Italy Warns Against ‘Tourism Corridors’ Between EU States
By Staff, Agencies
Italy urged fellow EU countries to work together to reanimate the tourism industry after the coronavirus pandemic, speaking against any bilateral deals between member states – after Rome reportedly considered doing just that.
Italian Foreign Minister Luigi Di Maio urged in a speech broadcast on Facebook on Monday all European countries to open their borders at once after passing the Covid-19 peak.
“We need to restart the country and ensure the safety of Italians. This is why Italy has the opportunity to welcome tourists from other EU countries in summer. We are already working on a safe and concrete tourist plan,” he stated.

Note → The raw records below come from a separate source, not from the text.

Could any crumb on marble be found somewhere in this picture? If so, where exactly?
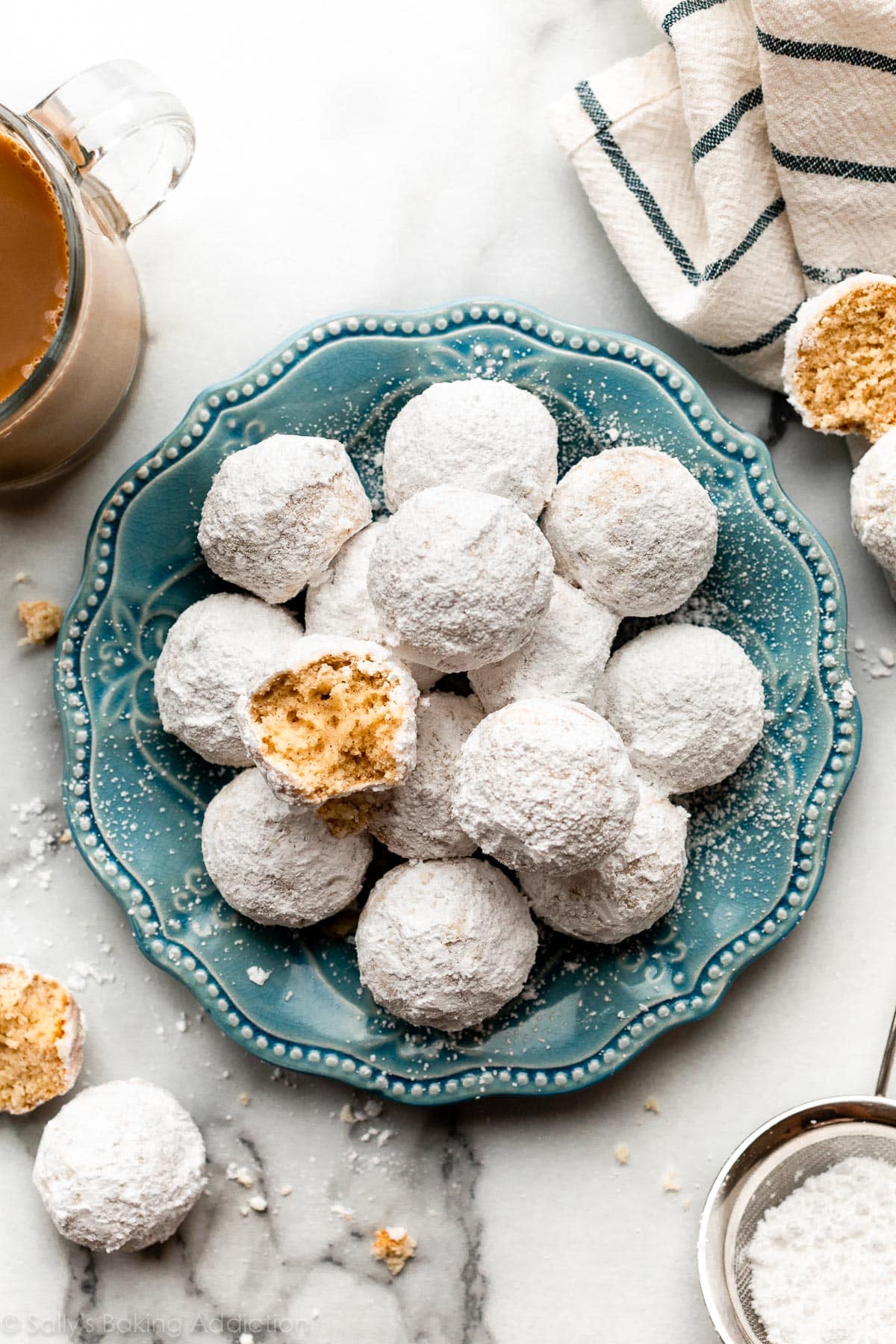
[371,1227,417,1277]
[224,1163,255,1189]
[16,600,66,644]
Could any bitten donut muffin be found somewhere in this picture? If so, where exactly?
[383,378,558,517]
[356,859,538,1031]
[452,700,638,872]
[365,691,482,859]
[470,574,619,714]
[541,447,719,615]
[237,635,419,806]
[199,434,371,602]
[520,783,688,942]
[203,770,373,929]
[605,623,765,793]
[156,593,302,765]
[785,272,896,440]
[305,519,439,691]
[850,429,896,579]
[367,487,553,672]
[0,961,84,1116]
[34,1078,205,1251]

Earlier in the day, the Italian foreign minister talked to his counterparts from other EU nations via a video link. The meeting was focused on reviving the tourism sector, which has been badly hit by the pandemic. For Italy, tourism is particularly important, as it remains one of the cornerstones of the Mediterranean nation’s economy.
“We have agreed to work together on organizing the tourist season. There will be no tourism corridors based on bilateral agreements. It is unacceptable and goes against the spirit of Europe,” Di Maio said.

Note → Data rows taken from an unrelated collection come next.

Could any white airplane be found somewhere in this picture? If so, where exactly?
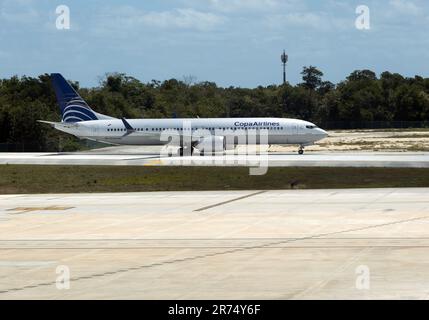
[39,73,328,156]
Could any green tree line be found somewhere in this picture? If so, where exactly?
[0,66,429,151]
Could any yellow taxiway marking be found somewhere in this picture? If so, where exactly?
[7,206,74,214]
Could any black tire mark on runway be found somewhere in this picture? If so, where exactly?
[194,190,267,212]
[0,216,429,294]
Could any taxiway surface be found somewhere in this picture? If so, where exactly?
[0,189,429,299]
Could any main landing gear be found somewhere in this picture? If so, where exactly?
[177,147,194,157]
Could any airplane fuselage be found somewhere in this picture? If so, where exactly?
[55,118,327,146]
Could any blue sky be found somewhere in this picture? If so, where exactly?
[0,0,429,87]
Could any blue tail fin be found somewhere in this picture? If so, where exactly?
[51,73,99,122]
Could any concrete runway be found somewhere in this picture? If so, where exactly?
[0,189,429,299]
[0,148,429,168]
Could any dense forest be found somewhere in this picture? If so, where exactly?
[0,66,429,151]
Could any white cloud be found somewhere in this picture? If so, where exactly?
[141,8,224,31]
[208,0,280,12]
[96,6,225,33]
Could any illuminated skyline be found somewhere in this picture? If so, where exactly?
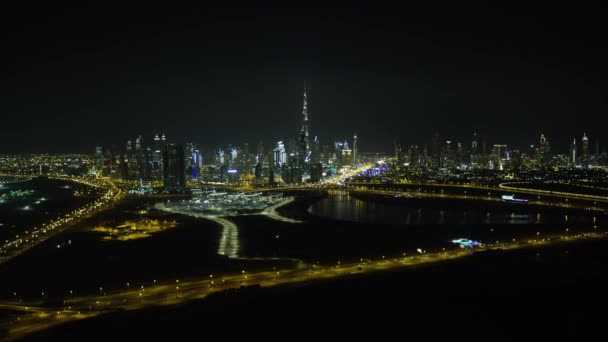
[0,3,608,153]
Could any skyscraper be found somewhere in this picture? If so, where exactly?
[431,132,441,168]
[568,138,576,166]
[538,134,551,166]
[470,131,479,167]
[95,146,104,175]
[163,144,186,191]
[273,141,287,169]
[353,133,359,167]
[298,86,310,168]
[581,133,589,169]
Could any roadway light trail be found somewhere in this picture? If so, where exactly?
[0,228,608,340]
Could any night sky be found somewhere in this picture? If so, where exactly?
[0,2,608,153]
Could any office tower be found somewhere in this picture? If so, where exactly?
[470,131,479,166]
[431,132,441,168]
[310,163,323,183]
[581,133,589,169]
[352,133,359,167]
[95,146,104,176]
[273,141,287,169]
[340,145,353,167]
[310,136,321,164]
[538,134,551,166]
[298,86,310,168]
[568,138,576,166]
[163,144,186,192]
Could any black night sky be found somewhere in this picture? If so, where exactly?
[0,2,608,153]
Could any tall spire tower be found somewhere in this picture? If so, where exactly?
[298,83,310,167]
[302,83,310,154]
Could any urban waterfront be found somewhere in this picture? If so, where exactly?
[0,1,608,341]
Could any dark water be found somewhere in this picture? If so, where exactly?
[308,192,605,224]
[0,178,95,241]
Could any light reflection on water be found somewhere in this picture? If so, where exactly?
[308,191,592,224]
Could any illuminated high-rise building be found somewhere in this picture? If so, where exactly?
[352,133,359,167]
[95,146,104,175]
[538,134,551,166]
[568,138,576,166]
[581,133,590,169]
[273,141,287,169]
[310,136,321,164]
[470,131,479,167]
[431,132,441,168]
[163,144,186,191]
[298,86,310,168]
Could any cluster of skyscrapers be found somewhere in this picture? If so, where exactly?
[394,131,608,171]
[94,88,360,191]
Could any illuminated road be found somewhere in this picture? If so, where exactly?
[348,182,608,203]
[313,164,374,186]
[350,189,606,212]
[0,178,123,264]
[0,232,608,340]
[155,197,302,258]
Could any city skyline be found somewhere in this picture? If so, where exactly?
[0,0,608,341]
[0,3,608,153]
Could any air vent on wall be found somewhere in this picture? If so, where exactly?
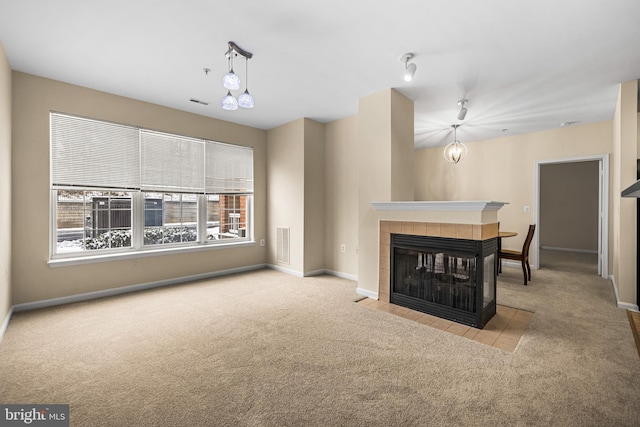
[276,227,289,264]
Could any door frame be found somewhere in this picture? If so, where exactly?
[533,154,609,279]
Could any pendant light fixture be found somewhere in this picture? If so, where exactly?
[222,42,254,111]
[238,58,254,108]
[443,125,467,164]
[222,55,240,90]
[400,53,418,82]
[458,99,469,120]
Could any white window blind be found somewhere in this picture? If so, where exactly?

His statement apparently signaled a change of heart by Rome which, until recently, seemed eager to allow cross-border movement of tourists without waiting for other EU members. Last week, Italian media reported that the country’s authorities had been eyeing potential tourism deals with Germany, Russia, and China which would have envisioned the aforementioned “corridors.”
Over the weekend, Italian Prime Minister Giuseppe Conte announced that the country would allow entry to European tourists, scrapping the mandatory 14-day quarantine period starting from June 3.

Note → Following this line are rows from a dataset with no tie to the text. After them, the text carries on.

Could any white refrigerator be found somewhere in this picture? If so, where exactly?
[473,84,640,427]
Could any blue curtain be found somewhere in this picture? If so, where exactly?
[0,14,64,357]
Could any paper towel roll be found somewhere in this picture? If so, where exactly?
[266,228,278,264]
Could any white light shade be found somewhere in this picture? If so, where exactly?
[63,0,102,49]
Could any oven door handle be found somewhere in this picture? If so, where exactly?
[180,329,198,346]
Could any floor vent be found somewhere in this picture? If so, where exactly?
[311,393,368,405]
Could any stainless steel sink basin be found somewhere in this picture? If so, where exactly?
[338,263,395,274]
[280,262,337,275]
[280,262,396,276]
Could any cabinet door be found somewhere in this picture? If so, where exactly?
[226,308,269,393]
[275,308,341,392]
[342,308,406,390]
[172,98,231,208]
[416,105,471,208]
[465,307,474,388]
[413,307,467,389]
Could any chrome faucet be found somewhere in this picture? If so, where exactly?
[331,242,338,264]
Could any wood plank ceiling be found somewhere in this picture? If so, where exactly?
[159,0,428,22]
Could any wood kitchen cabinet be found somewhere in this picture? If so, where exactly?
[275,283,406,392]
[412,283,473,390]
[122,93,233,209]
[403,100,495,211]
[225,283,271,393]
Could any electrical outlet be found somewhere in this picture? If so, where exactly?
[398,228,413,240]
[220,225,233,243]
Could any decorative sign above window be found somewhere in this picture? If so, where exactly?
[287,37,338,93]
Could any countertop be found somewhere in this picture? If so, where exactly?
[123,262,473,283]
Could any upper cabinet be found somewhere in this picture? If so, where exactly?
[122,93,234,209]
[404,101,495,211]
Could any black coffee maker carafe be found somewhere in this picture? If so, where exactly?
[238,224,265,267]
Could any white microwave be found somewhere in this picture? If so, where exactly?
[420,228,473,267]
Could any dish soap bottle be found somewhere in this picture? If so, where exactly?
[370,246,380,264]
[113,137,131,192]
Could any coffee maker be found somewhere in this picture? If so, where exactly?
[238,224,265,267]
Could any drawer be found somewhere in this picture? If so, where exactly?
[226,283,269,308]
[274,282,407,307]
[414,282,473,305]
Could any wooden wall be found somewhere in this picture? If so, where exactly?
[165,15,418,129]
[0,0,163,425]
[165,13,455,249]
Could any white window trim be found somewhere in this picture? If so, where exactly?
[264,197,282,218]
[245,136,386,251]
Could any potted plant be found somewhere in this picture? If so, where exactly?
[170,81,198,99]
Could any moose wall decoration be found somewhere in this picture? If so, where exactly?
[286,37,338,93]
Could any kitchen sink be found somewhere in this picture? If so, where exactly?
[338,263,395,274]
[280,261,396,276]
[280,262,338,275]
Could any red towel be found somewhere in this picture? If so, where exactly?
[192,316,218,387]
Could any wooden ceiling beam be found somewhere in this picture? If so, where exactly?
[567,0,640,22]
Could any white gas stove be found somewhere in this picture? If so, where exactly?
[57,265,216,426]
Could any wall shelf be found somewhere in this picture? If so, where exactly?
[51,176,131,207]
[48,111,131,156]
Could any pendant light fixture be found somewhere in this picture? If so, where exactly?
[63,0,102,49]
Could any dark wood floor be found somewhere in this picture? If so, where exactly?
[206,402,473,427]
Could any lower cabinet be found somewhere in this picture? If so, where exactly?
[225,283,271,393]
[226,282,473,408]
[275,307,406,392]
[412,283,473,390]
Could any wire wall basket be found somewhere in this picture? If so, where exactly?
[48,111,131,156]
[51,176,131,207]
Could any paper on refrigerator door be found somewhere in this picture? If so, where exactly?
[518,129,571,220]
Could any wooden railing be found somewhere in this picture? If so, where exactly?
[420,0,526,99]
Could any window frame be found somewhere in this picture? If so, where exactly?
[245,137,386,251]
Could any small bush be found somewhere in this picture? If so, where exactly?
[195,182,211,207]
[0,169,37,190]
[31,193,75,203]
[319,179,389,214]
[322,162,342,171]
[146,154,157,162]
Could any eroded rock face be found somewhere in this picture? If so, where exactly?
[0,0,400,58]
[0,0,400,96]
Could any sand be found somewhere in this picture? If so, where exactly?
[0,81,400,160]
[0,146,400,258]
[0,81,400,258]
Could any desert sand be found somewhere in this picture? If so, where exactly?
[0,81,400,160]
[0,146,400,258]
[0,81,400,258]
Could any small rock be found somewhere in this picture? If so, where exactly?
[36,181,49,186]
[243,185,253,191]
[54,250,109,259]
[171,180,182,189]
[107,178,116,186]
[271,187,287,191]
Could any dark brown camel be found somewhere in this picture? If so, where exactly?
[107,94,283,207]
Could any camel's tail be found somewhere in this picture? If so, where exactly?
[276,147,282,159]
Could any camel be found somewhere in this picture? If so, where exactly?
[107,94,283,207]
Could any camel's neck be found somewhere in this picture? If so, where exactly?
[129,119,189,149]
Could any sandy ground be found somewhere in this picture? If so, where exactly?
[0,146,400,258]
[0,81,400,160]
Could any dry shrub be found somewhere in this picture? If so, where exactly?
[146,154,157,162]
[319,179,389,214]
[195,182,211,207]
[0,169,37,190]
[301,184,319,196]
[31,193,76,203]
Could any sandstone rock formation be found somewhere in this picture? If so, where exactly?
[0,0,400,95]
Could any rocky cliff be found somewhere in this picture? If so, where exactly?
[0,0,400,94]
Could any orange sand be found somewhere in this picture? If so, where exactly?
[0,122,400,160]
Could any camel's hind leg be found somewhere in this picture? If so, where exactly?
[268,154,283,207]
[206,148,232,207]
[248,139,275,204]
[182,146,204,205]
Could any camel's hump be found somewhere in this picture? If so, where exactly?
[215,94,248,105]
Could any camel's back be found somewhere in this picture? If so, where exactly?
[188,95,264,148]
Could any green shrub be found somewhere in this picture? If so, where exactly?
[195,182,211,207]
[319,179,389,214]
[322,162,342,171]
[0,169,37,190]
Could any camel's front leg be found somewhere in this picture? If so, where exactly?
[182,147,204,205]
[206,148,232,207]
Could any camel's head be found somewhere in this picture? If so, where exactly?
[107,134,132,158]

French officials immediately fired back at him. Interior Minister Christophe Castaner accused Rome of undermining the bloc’s unity.
“It’s very important for us to coordinate our decisions at the European level, especially, regarding the Schengen Area. But today it’s not happening,” Castaner said at the time.
Italy is among the worst coronavirus-affected nations, with more than 225,000 cases, including over 32,000 deaths registered. The country endured a harsh nationwide lockdown, but the spread of the virus has drastically slowed.